Imagine-se um soldado bem treinado, saído da academia, que vai para um quartel e no primeiro dia de trabalho é mandado pelo seu comandante a fim de que treine como marchar, que faça uma excelente faxina em seu alojamento, que treine tiro ao alvo e fisicamente, que limpe suas armas, e as deixe lubrificadas e prontas para o combate, mesmo que eles nunca aconteçam.
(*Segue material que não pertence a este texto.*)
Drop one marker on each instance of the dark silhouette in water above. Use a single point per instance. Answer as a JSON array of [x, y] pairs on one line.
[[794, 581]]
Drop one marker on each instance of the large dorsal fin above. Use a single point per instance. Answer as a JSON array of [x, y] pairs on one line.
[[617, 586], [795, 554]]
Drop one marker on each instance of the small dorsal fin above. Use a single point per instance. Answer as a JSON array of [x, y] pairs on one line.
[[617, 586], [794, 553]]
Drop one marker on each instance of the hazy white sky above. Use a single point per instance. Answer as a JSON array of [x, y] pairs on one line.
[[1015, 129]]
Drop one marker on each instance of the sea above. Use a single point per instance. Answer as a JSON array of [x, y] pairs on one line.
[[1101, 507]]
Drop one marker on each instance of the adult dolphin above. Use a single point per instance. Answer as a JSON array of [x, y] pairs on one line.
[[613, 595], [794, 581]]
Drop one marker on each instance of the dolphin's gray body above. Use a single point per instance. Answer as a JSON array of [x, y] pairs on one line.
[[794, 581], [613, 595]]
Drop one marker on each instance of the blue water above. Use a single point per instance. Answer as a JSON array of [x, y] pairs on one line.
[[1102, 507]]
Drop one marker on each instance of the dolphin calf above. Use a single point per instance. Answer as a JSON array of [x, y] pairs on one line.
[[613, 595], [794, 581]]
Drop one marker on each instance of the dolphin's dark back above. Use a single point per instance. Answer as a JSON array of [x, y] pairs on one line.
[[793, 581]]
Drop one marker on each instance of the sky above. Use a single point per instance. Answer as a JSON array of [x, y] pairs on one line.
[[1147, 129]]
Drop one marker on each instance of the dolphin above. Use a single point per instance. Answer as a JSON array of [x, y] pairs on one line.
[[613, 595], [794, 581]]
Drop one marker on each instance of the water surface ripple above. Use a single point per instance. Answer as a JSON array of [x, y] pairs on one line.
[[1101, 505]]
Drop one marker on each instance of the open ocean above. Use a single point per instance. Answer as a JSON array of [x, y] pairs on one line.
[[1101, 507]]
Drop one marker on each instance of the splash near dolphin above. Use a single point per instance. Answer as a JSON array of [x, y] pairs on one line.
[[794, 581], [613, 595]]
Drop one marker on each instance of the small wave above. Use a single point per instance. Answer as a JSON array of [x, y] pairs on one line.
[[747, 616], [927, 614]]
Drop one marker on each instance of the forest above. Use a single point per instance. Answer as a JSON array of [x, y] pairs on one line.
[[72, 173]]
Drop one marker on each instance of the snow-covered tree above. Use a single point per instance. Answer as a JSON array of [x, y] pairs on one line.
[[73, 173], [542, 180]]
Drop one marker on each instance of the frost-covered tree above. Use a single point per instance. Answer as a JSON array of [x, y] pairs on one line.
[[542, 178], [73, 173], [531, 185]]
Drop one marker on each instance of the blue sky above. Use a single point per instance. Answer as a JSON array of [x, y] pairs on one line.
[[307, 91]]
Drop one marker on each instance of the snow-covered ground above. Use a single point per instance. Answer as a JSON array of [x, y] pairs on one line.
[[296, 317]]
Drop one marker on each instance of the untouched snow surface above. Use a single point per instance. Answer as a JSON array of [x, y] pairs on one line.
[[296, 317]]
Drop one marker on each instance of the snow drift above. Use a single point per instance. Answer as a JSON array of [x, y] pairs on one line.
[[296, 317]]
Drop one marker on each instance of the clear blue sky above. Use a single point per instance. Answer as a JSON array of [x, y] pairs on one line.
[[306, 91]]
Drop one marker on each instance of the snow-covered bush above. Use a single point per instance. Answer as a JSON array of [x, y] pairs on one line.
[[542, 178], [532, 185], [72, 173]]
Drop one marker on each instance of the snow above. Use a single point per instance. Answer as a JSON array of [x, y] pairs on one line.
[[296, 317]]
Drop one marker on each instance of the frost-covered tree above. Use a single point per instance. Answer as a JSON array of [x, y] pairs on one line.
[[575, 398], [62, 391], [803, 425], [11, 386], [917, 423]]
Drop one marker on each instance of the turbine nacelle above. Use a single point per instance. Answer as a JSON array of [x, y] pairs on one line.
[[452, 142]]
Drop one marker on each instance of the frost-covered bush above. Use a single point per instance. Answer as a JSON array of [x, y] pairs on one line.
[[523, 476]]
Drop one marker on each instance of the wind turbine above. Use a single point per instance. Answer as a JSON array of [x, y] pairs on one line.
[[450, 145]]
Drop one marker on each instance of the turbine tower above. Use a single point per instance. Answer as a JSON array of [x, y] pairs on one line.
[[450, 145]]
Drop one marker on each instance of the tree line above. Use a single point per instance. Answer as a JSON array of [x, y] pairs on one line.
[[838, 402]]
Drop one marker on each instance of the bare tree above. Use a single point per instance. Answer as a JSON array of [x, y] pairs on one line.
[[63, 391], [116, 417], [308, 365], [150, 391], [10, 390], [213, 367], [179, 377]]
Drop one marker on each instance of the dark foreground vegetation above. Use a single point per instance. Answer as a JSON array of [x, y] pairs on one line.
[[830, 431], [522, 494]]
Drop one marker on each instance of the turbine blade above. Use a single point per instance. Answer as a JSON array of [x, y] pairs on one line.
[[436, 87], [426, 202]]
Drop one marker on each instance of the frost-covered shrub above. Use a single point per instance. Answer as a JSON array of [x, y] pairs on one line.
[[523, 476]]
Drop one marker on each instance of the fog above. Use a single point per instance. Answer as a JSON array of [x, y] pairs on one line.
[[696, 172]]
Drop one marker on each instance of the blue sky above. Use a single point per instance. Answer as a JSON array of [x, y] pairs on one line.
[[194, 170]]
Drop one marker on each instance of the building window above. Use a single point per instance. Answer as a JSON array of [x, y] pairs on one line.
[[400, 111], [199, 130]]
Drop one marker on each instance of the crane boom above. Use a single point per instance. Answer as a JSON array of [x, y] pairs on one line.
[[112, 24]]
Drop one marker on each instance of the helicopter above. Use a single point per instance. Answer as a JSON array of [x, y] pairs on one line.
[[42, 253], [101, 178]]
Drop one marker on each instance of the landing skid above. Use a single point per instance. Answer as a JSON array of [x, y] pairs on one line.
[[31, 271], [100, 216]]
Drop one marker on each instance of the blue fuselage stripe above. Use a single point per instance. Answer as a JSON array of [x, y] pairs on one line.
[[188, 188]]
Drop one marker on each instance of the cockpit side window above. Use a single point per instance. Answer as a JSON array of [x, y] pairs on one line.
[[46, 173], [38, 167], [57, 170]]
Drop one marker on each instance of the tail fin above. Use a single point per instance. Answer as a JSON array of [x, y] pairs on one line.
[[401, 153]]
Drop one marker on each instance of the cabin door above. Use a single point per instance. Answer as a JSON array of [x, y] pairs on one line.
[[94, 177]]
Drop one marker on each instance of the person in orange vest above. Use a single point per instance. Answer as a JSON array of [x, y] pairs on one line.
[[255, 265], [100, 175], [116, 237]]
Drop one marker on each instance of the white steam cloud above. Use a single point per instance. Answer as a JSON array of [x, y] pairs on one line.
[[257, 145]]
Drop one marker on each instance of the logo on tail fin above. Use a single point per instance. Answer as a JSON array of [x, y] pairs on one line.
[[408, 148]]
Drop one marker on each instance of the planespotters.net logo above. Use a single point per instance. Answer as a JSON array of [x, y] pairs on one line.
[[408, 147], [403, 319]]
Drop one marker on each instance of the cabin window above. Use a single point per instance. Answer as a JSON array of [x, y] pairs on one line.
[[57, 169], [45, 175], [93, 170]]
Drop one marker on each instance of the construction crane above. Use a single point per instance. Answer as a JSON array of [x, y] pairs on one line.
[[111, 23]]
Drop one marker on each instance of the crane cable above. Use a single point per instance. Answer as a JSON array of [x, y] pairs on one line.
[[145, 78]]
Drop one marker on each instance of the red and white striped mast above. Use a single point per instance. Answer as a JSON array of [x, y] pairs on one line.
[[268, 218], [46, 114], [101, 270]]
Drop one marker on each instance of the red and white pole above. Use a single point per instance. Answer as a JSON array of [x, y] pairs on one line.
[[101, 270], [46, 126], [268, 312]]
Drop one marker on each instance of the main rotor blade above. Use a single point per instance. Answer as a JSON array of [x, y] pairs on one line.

Essa rotina repetir-se-ia em um segundo dia, em um terceiro e muitos outros, seguidamente, até completar os 30 anos de serviços necessários para a aposentadoria, ganhando muitas medalhas e promoções pelos relevantes serviços prestados à pátria, por não ter faltado nenhum dia ao serviço, ter feito as melhores faxinas do quartel, acertado os melhores tiros no papel circular e outros feitos do tipo. Então poderíamos perguntar: De que valeu aquele treinamento todo? Para que serve um soldado bem treinado se passa a vida fazendo limpeza em um quartel? È isso que se pergunta aos maçons que não produzem, que não constroem socialmente, que não dão bons exemplos, que não estão prontos para a batalha que nos espera. Os problemas sociais existem e estão aí, nas nossas caras e sabemos, o poder público não dá conta deles, exige que a sociedade trate deles e só a sociedade organizada pode fazer algo nesse sentido porque ela tem líderes, tem pessoas esclarecidas e, teoricamente, pessoas de bem, em seu comando. A Maçonaria faz parte desse contexto. Somos soldados aquartelados em nossas salas de reunião, mas diariamente devemos estar prontos para o bom combate. Combate aos vícios morais, à corrupção, e não participar de artimanhas, conchavos, fofocas, como fazem querer crer que são as “coisas da Maçonaria”. Também é nossa missão participar da evolução social em todos os sentidos, político, cultural, humanístico, enfim, onde o homem possa colaborar no progresso de seu desenvolvimento.